Bruno Ruiz-Huerta








I’m a Madrid-based artist who aims to express rebellious, ontological, and political themes in a critical and humoresque manner. I like to constantly switch between mediums and materials because not one approach is precise enough to capture every aspect of the human condition. This uncommitting will has allowed me to explore the diversity of art approaches in depth and has served as a basis for a wide skillset.  

Generally, my work fits into discussions of consumerism, high and low art distinctions, and contemporary aesthetics. It is a tendency in my practice to scrutinize living in urban spaces – I have tried street art and investigated digital addiction and surveillance through video installation and AI. This has led me to become interested and document a wide array of subjects and behaviours in my work that have fluctuated over time. Despite my practice being extremely heterogeneous, there is an overarching drive to understand the world through a critical lens, and to find a way to live life expressively in a generation where it seems very hard to.  

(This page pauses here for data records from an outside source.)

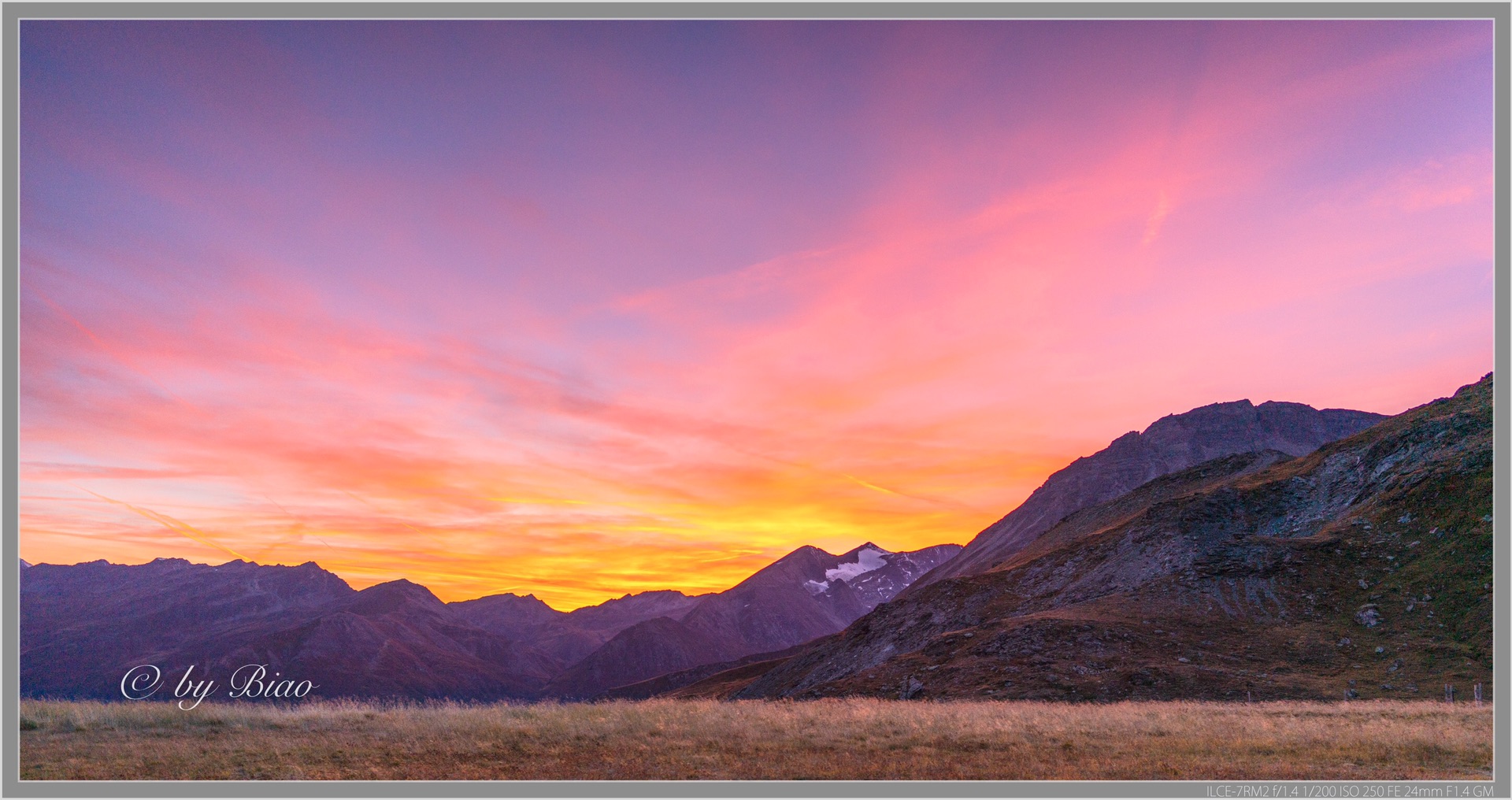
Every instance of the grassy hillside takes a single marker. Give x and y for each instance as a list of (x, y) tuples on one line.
[(856, 739)]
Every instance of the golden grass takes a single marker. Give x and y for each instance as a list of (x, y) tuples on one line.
[(849, 739)]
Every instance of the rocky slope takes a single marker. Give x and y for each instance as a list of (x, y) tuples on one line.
[(802, 596), (1358, 571), (1171, 443)]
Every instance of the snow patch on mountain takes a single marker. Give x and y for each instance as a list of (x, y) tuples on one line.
[(865, 561)]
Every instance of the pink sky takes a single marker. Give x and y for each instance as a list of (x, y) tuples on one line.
[(580, 309)]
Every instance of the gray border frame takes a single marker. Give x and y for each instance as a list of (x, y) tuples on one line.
[(1499, 13)]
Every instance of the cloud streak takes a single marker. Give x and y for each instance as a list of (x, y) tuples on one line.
[(619, 307)]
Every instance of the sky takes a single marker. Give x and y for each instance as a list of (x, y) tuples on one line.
[(586, 309)]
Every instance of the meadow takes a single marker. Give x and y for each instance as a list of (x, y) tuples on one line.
[(844, 739)]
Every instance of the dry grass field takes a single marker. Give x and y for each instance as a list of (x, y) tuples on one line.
[(850, 739)]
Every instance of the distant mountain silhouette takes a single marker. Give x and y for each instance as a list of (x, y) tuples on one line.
[(802, 596), (85, 625)]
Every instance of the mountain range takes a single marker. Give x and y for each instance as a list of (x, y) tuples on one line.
[(1358, 571), (1186, 540)]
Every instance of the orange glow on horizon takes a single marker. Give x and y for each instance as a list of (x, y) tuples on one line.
[(528, 325)]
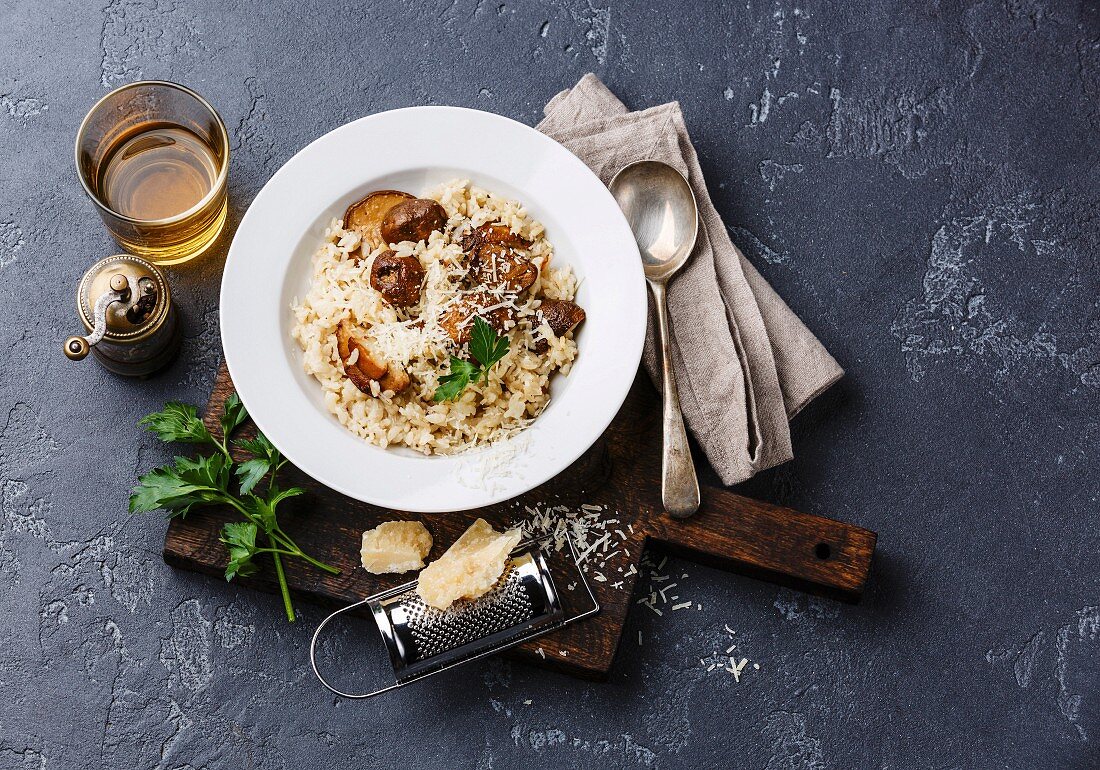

Overall, sculpture has always been paramount in my work, since I enjoy the object’s presence inhabiting the same space as the viewer. In the techno-fossils presented here, process becomes the most important element of the pieces. By searching for trash in populated areas, one becomes more conscious of their surroundings, seeing the dark side of the consumerism moon. To reassemble these findings in creative ways is to provide new meaning to otherwise used, abandoned, maybe even detested items. Casting their physicality with plaster results in a jumbled conundrum that transcends size, they appear simultaneously minuscule and of gargantuan magnitude. The details and distribution of the structures and formations confounds the spectator, as they ask themselves whether they are looking at a city or a pile of miscellaneous junk.